Kilogram is the SI unit of mass. It is denoted by kg. One kg is defined as the mass of a platinum-iridium cylinder kept in the international bureau of weights and measures, Paris. It was originally defined as the mass of 1 litter of pure water.

Second

Second is the SI unit of time. It is denoted by s. One second is defined as the time taken to complete 9,192,631,770 cycles of the radiation produced by the transition between two levels of the cesium-133 atom.

Kelvin

Kelvin is the Si unit of thermodynamic temperature. It is denoted by the symbol K. One kelvin is defined as the (1/273.16)th of the thermodynamic temperature of the triple point of pure water.

Ampere

Ampere is the SI unit of electric current. It is represented by the symbol A. One ampere is defined as the electric current flowing through two infinitely long parallel wires placed 1 meter apart in vacuum and experience a force of 2 × 10-7 N.

One ampere is also be defined as one Coulomb of electric charge (charge on 6.24 × 1018 electrons) moving past a specific point in one second.

Candela

Candela is the SI unit of luminous intensity. It is denoted by the symbol cd. One candela is defined as the luminous intensity in a given direction of a source of light that emits monochromatic radiation of frequency 540 THz (Tera Hertz) and has a radiant intensity of 1/683 watts per steradian in the same direction.

Mole

Mole is the SI unit of amount of substance. It is denoted by mol. One mole is defined as the amount of substance containing 6.02214076 × 1023 particles.

Classification of SI Units

The SI units can be classified into the following three classes −

  • Fundamental Units
  • Supplementary Units
  • Derived Units

Fundamental Units

SI units which are independent and not related to any other unit are known as fundamental unit.

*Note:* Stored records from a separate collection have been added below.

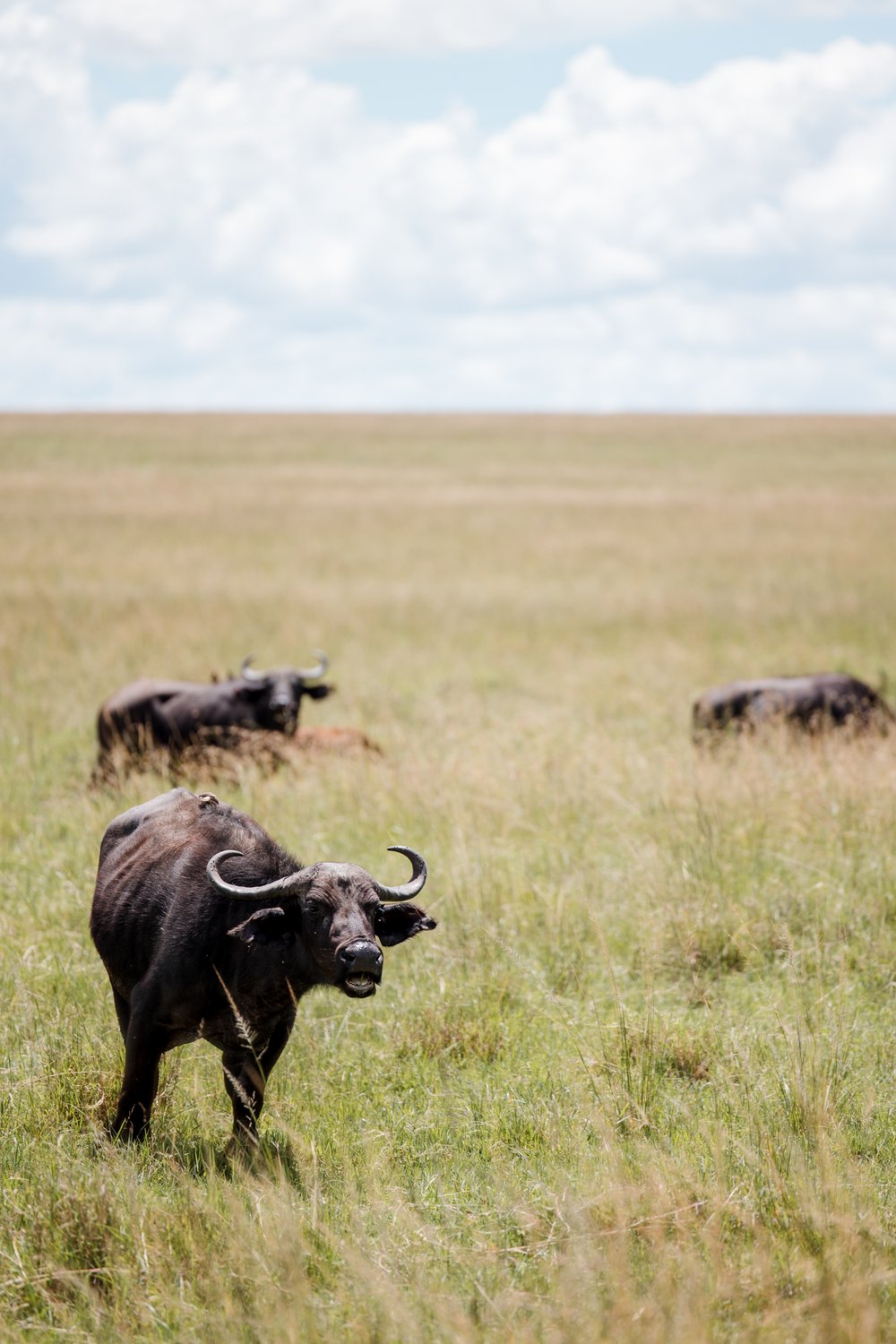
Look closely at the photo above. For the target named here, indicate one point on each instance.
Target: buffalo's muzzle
(362, 967)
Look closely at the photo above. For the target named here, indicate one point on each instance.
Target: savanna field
(640, 1082)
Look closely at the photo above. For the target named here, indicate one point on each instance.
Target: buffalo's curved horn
(409, 889)
(323, 663)
(246, 672)
(282, 886)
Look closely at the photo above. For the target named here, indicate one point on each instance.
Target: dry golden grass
(640, 1082)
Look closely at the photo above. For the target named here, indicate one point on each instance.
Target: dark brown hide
(187, 962)
(813, 703)
(174, 714)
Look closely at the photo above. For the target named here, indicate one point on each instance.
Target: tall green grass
(640, 1082)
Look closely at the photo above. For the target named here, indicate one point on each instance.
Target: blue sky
(490, 206)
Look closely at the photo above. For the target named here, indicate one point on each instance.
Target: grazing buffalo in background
(818, 702)
(185, 961)
(172, 714)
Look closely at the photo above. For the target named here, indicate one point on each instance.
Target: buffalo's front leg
(144, 1046)
(246, 1073)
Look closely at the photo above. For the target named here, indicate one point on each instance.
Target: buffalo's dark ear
(317, 693)
(263, 926)
(395, 924)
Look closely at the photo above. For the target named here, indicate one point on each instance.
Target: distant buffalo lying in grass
(187, 961)
(810, 703)
(174, 715)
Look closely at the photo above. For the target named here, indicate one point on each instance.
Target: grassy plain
(640, 1082)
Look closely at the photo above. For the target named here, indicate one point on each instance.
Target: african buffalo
(185, 962)
(172, 714)
(823, 701)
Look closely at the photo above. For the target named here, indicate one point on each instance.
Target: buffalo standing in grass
(175, 714)
(812, 703)
(185, 961)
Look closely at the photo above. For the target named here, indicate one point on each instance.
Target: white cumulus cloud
(253, 237)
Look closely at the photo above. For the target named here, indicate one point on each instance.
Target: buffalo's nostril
(362, 959)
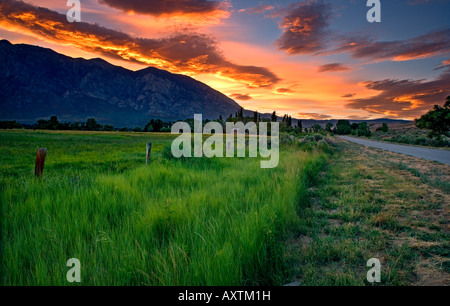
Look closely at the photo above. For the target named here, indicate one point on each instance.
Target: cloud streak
(334, 67)
(404, 98)
(187, 53)
(169, 7)
(305, 27)
(428, 45)
(306, 31)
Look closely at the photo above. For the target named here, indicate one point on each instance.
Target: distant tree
(343, 127)
(92, 125)
(437, 120)
(329, 126)
(363, 130)
(108, 127)
(316, 128)
(53, 123)
(10, 125)
(274, 117)
(156, 125)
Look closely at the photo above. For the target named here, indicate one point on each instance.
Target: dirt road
(441, 156)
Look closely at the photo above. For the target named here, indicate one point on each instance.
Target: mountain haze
(37, 83)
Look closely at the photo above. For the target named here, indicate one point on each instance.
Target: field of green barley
(220, 221)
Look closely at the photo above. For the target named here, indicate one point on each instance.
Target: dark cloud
(314, 116)
(284, 90)
(348, 96)
(305, 27)
(404, 98)
(334, 67)
(242, 97)
(166, 7)
(188, 53)
(428, 45)
(306, 31)
(258, 9)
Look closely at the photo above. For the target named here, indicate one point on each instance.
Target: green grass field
(202, 221)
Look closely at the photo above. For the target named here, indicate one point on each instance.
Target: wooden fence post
(149, 152)
(40, 161)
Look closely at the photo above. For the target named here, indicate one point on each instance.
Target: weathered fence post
(149, 152)
(40, 161)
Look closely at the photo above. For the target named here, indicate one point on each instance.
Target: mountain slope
(36, 82)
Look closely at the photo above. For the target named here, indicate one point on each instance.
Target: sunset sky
(310, 59)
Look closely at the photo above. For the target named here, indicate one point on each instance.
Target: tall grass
(206, 222)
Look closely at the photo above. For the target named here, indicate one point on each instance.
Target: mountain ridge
(36, 83)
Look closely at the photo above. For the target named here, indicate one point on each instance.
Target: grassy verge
(374, 204)
(192, 222)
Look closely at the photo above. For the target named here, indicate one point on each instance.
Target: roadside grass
(365, 207)
(176, 222)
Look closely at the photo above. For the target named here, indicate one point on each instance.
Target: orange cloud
(188, 53)
(404, 98)
(198, 8)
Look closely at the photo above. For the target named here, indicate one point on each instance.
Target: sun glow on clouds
(171, 35)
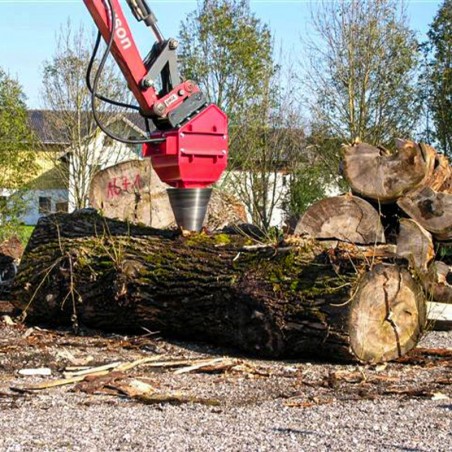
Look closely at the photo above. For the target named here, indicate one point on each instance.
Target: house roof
(47, 131)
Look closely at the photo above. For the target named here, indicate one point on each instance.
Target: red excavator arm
(189, 144)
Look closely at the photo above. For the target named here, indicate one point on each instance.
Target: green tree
(17, 156)
(361, 71)
(68, 100)
(439, 76)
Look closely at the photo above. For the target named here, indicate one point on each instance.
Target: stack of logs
(403, 198)
(344, 294)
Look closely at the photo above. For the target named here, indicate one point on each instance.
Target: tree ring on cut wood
(346, 218)
(387, 316)
(376, 174)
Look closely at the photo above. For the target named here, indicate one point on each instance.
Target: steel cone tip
(189, 206)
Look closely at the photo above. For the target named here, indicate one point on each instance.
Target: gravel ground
(259, 405)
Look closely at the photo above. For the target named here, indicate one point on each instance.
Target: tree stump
(298, 298)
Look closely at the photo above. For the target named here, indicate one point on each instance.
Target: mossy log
(295, 299)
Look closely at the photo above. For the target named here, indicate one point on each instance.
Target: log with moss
(297, 298)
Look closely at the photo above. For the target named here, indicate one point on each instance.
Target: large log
(431, 209)
(300, 298)
(377, 174)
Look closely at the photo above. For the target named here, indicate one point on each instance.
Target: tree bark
(346, 218)
(415, 244)
(376, 174)
(300, 298)
(431, 209)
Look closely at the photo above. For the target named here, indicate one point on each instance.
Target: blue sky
(28, 29)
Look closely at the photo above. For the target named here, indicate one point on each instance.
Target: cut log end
(387, 315)
(346, 218)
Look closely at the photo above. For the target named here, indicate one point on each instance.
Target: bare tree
(66, 96)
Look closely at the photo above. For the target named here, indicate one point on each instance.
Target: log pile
(300, 297)
(406, 194)
(352, 288)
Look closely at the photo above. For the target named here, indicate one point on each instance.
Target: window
(45, 205)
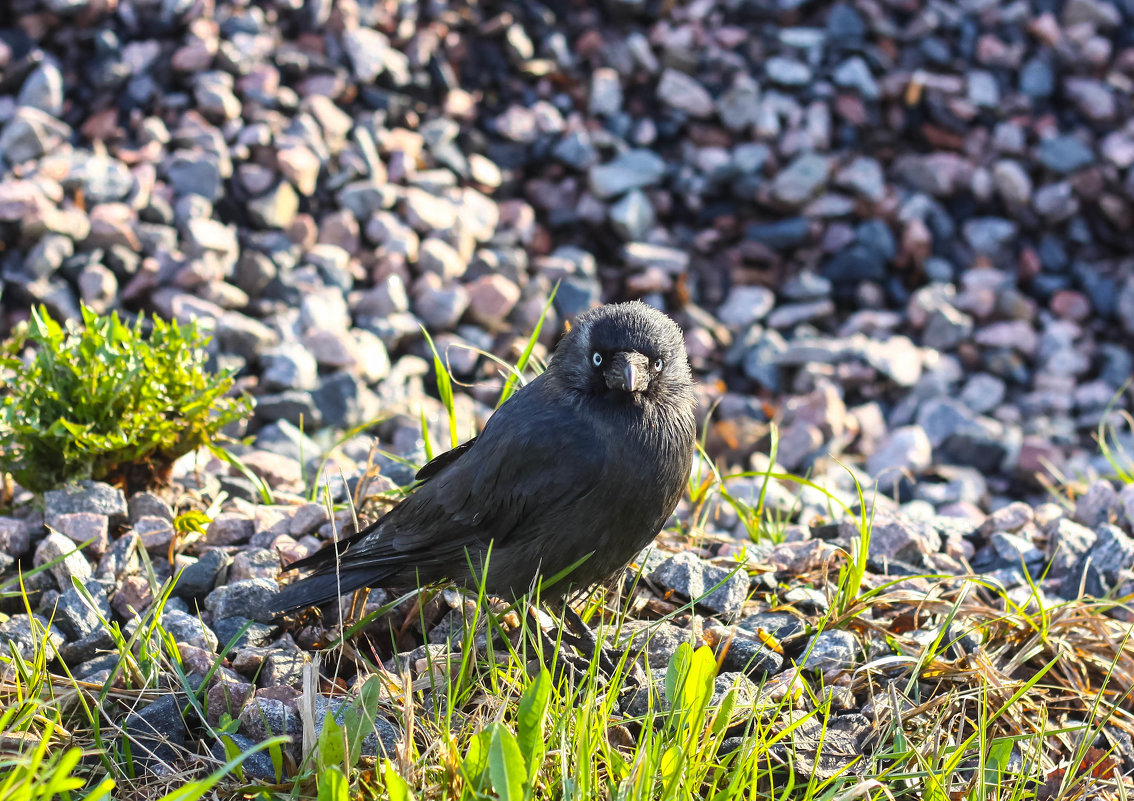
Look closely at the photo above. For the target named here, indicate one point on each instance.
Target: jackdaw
(580, 468)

The international system of units has seven fundamental units which are given in the following table −

Fundamental Unit Quantity Symbol of Unit
Meter Length M
kilogram Mass Kg
Second Time s
Ampere Electric Current A
Kelvin Thermodynamic Temperature K
Candela Luminous Intensity cd
Mole Amount of Substance mol

Supplementary Units

There are two supplementary units in the international system of units, which are given in the following table −

Supplementary Unit Quantity Description
Radian (rad) Plane Angle One radian is defined as the plane angle subtended from the center of a circle which intercepts an arc whose length is equal to the radius of the circle.
Steradian (sr) Solid Angle One steradian is defined as the solid angle subtended at the center of a sphere by a surface whose area is equal to the square of the radius of the sphere.

Derived Units

SI units of measurement which are derived from the fundamental units, or can be expressed in terms of the fundamental units are known as derived units. In science and engineering, there are several derived units, and it is not possible to list all the derived units in a single article. However, the following table shows some important derived units of physical quantities −

Quantity Unit Symbol of Unit
Electric Charge Coulomb C
Velocity Meter per second m/s
Acceleration Meter per sq. second m/s2
Density Kilogram per cubic meter Kg/m3
Volume Cubic meter m3

Advantages of SI System

Following are the major advantages of using the SI system of units −

  • The SI system is a universal system of units. Thus, it is used in almost every country in the world.

  • The SI system is a metric system that means in this system, quantities can be expressed as the exponents of 10.

  • It is an absolute system of units.

  • The SI system of units assigns only one unit to a particular quantity. Thus, it is a rational system of units.

  • It is a coherent system of units, i.e., it has a set of fundamental units, from which all other units can be derived.